Work hours continue to increase, just as our children’s homework load. Dating sites have now become the most effective method for potential couples to meet because there’s not enough time to actually hang out. We’re spending an excessive amount of energy on hand held devices and not enough in-person encounters. Consequently, suicide rates have increased dramatically, particularly among our youth. At my son’s high school alone there has been 3 suicides in just 3 months.
There’s no way this should be considered the norm.
We are constantly going, like machines, thinking that faster and more is somehow better. And most importantly we are NOT communicating effectively. We’ve forgotten basic means of living with one another and in turn we have become an isolated society.
Don’t get me wrong… online platforms are convenient, but it should never completely replace the need for human connection through face-to-face interaction and conversations.
What will it take for us to once again become a community and decrease our stress levels?

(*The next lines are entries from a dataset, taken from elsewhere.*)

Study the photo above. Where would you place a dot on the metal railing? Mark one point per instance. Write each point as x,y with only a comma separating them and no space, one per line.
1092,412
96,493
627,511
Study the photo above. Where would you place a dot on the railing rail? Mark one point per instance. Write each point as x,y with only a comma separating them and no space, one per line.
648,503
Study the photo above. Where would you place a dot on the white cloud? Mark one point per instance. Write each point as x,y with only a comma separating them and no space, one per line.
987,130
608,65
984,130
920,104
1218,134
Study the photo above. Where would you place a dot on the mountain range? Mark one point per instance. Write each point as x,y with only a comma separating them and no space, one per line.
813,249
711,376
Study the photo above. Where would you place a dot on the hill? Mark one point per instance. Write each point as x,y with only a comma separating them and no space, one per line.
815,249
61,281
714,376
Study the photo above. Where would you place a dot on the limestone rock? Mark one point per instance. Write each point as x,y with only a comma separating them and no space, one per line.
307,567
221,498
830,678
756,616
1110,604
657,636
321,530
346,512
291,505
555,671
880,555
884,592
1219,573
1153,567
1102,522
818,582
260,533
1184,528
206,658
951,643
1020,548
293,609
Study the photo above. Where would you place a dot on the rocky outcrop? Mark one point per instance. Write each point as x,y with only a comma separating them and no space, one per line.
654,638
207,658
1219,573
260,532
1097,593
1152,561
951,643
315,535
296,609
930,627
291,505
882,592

Though I am not big on New Year’s resolutions, I thought it’s the perfect time to share thoughts on ways reconnect. Here are a few simple ideas:
- Have a no tech rule at dinner time – whether you’re single, married or a parent, taking the time to eat without watching a screen not only opens up time for conversation but also gives you some time to think.
- Even better spend one day a week without any technology – try not using technology at home for a week. You’ll be surprised how revived you feel.

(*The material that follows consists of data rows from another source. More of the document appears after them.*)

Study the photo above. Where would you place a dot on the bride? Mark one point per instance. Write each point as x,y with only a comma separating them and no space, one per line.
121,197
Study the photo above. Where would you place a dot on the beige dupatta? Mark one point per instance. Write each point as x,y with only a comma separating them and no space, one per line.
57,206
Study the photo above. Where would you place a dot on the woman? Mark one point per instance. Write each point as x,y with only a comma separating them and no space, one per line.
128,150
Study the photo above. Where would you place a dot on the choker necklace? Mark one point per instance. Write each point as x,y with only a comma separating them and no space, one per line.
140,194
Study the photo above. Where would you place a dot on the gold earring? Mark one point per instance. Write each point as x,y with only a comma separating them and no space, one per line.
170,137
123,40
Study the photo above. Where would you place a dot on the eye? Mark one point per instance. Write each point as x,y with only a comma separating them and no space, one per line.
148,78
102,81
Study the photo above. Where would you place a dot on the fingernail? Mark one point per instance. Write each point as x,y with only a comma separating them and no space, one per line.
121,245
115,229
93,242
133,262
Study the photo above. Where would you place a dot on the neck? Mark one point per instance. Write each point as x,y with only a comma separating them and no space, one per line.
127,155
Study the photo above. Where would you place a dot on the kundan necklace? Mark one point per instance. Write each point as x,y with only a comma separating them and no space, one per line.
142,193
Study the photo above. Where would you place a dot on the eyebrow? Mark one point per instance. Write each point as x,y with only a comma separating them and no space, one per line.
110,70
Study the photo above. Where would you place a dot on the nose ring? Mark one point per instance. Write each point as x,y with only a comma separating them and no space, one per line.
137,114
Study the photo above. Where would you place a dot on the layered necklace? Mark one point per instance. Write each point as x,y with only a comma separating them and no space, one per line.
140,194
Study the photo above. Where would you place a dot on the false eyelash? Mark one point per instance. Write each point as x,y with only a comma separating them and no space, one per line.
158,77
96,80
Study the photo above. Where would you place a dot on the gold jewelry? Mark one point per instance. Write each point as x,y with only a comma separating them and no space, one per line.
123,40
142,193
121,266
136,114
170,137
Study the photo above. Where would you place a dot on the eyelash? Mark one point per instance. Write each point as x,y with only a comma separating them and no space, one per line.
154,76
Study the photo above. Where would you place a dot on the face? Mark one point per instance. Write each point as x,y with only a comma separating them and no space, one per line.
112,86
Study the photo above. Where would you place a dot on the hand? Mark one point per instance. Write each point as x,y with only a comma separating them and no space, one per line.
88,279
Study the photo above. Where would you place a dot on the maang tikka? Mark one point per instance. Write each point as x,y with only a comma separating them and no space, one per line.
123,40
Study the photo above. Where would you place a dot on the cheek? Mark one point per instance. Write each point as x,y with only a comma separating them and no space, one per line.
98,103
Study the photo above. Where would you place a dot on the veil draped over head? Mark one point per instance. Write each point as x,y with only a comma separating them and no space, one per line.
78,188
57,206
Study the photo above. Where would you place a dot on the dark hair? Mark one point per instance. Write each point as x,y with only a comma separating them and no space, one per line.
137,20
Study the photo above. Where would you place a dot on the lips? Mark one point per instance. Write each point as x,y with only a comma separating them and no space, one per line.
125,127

- Rekindle a relationship – sometimes we loose touch with loved ones because of a disagreement or misunderstanding. Most times it’s not as serious as we think. Try reaching out and take the time to meet up and chat about it. Hashing out out a differences can go a long way for much needed healing.
- Take a lunch break – taking a break is vital. You can even schedule a lunch date with a co-worker or friend you haven’t seen in a while. If you’re a parent, and your child’s school is close by, have lunch with your little one.
- Introduce yourself to your neighbors – don’t know your neighbors? An easy introduction is to go door-to-door and introduce yourself. You can say mention that you’re doing this in order to get to know your neighbors and vice-versa and to look out for one another.
- Join or launch your neighborhood committee – taking part in your neighborhood committee or launching one if there isn’t one in your neighborhood is a great way to get to know your neighbors. As a community you’ll also have the opportunity to address the issues in your neighborhood.
- Throw a block party – everyone loves a party! There’s no better way to meet many of your neighbors than at a block party.
- Organize a family reunion – the younger generation will have the opportunity to connect with their family members. They may become accustomed to the gathering and continue the tradition. Everyone can contribute with food and drink. You can reserve a picnic area at your local park for free.
- Volunteer at your local school – did you know you don’t have to be a parent to volunteer in a PTA? Our schools can definitely use your help. If you are a parent, you can organize a parent get together from time to time. This may even lessen bullying. If my daughter knows that I speak with her classmate’s mom, she may think twice before doing something naughty.
Happy New Year to you! Let’s re-connect.